Redshift Schedule Query Simplified: A Comprehensive Guide 101

on Amazon Redshift, Data Warehouses, Redshift Data APIs, SQL • March 11th, 2022 • Write for Hevo

Redshift Schedule Query

As a Data Scientist or Analyst, you will be confronted with situations where you will be required to perform certain operations repeatedly and during odd hours, having a tool where you can schedule such tasks is beneficial to achieving this. The ability to schedule SQL statements using Amazon Redshift Data API and Eventbridge helps in simplifying the process of running routine/repeated tasks thereby, making you more productive.

This article is aimed at showing you how to schedule SQL queries via the Amazon Redshift console & AWS CLI and how to perform Redshify Schedule Query.
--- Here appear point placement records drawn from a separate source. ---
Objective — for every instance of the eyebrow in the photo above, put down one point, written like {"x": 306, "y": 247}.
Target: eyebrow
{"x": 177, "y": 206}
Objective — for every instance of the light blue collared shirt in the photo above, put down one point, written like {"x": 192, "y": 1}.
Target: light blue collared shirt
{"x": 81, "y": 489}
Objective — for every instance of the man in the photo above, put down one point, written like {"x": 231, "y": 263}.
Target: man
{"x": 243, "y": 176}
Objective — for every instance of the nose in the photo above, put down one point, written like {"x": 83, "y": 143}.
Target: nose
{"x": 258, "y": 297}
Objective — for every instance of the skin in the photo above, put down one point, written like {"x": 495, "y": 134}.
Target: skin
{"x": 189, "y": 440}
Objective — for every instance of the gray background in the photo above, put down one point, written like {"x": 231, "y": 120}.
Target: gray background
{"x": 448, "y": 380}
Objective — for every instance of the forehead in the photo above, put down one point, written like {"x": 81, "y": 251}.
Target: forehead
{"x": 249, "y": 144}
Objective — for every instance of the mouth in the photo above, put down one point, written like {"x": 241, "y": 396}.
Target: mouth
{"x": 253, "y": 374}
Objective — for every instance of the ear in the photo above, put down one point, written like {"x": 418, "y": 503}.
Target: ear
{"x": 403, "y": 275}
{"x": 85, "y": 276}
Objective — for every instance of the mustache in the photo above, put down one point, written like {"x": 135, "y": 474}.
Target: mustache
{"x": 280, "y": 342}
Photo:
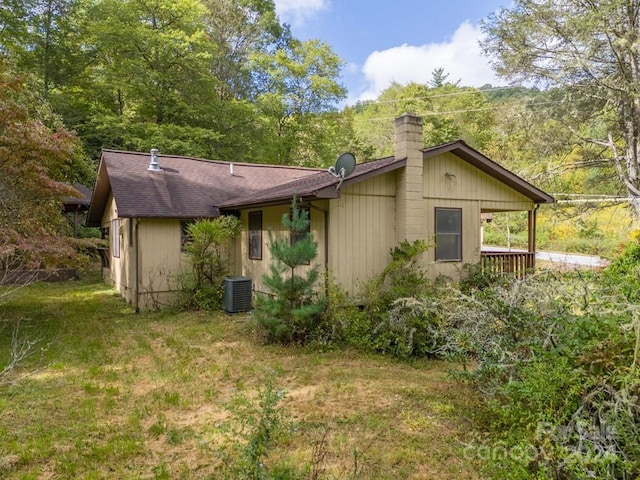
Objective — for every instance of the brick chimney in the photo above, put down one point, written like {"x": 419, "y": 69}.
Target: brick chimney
{"x": 410, "y": 215}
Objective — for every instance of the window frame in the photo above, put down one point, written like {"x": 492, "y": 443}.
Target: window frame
{"x": 184, "y": 235}
{"x": 439, "y": 257}
{"x": 254, "y": 234}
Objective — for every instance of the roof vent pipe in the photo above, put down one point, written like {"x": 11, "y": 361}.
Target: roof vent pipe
{"x": 154, "y": 166}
It also explains how to see previous runs of scheduled SQL statements if you choose to be notified.

Table of Contents

What is Amazon Redshift?

Redshift Logo
Image Source

Redshift is a part of Amazon Web Service, a cloud-based data warehouse service designed by Amazon to handle large data and make it easy to discover new insights from them. Its operations enable you to query and combine exabytes of Structured and Semi-Structured data across various Data Warehouses, Operational Databases, and Data Lakes.

Redshift is built on industry-standard SQL with functionalities to manage large datasets, support high-performance analysis, provide reports, and perform large-scaled database migrations.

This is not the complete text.